Le chapitre 4 considère les affaires familiales jugées en appel à la Chambre de l’Édit du Parlement de Paris. Certaines ne sont pas véritablement des cas criminels même au sens que donne à ce terme l’ancien droit. La question de la différence religieuse ne semble qu’un facteur secondaire dans l’approche de ces procès relatifs à des mariages clandestins, à des séparations ou encore à la garde d’enfants. Le chapitre 5 traite des crimes « impliquant la violence » (p. 149). L’auteur fait ainsi l’étude de plusieurs centaines de procès intentés pour violences verbales, violences physiques, abus de pouvoir ou fautes des juges, vols et autres délits et enfin usages de faux (tableaux, pp. 153 et 155). Là encore, la dimension confessionnelle de ces affaires apparaît rarement (procès concernant des cimetières ou l’exercice public du culte, pp. 174-180). Comme le rappelle justement l’auteur, la Chambre de l’Édit du Parlement de Paris n’est « pas seulement une cour d’appel pour les protestants mais aussi un tribunal royal qui a pour tâche de maintenir l’ordre public (…) » (p. 152).

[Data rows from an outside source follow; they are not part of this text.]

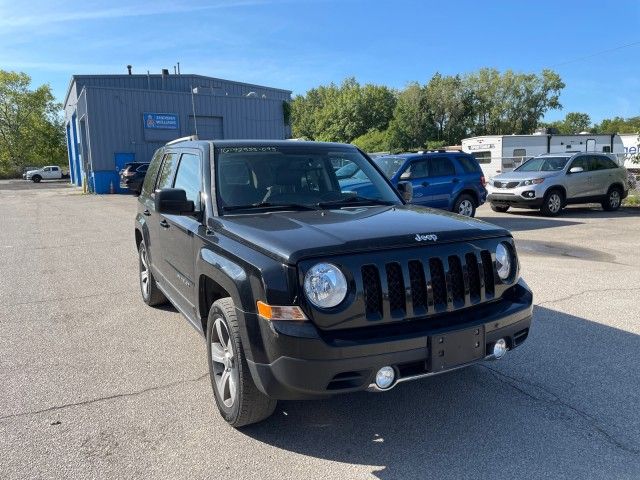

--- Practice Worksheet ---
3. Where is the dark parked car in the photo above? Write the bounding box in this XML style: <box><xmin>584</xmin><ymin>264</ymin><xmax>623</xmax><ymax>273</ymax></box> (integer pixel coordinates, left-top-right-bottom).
<box><xmin>344</xmin><ymin>151</ymin><xmax>487</xmax><ymax>217</ymax></box>
<box><xmin>120</xmin><ymin>163</ymin><xmax>149</xmax><ymax>195</ymax></box>
<box><xmin>135</xmin><ymin>140</ymin><xmax>532</xmax><ymax>427</ymax></box>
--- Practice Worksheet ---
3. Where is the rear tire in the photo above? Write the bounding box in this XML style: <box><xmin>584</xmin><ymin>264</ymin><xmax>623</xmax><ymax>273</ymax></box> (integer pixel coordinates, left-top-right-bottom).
<box><xmin>453</xmin><ymin>193</ymin><xmax>476</xmax><ymax>217</ymax></box>
<box><xmin>601</xmin><ymin>187</ymin><xmax>622</xmax><ymax>212</ymax></box>
<box><xmin>207</xmin><ymin>297</ymin><xmax>278</xmax><ymax>428</ymax></box>
<box><xmin>540</xmin><ymin>190</ymin><xmax>564</xmax><ymax>217</ymax></box>
<box><xmin>491</xmin><ymin>203</ymin><xmax>509</xmax><ymax>213</ymax></box>
<box><xmin>138</xmin><ymin>241</ymin><xmax>167</xmax><ymax>307</ymax></box>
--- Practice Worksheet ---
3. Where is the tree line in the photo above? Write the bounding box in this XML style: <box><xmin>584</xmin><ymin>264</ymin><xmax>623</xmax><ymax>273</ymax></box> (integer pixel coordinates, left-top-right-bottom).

Ce livre stimulant constitue, après les recherches de Raymond A. Mentzer et Stéphane Capot sur la Chambre mi-partie de Castres, une étape importante dans l’étude de ces institutions particulièrement originales que sont les Chambres de l’Édit. L’auteur embrasse une large bibliographie. On peut simplement regretter que le travail d’Olivier Christin sur le sens de l’Édit de Nantes aux conclusions finalement assez proches des problématiques mises en œuvre par Diane Margolf, n’ait pas trouvé un écho dans ce livre. Même si l’ouvrage traite essentiellement de la première décennie du XVIIe siècle, les raisons de l’échec final de la Chambre de l’Édit, finalement supprimée par un édit de Louis XIV en 1669, sont abordées. Les protestants, minorité protégée mais toujours « suspecte », ont aidé à construire une identité nationale dont ils sont finalement et ironiquement exclus par la Révocation de 1685 (p. 98).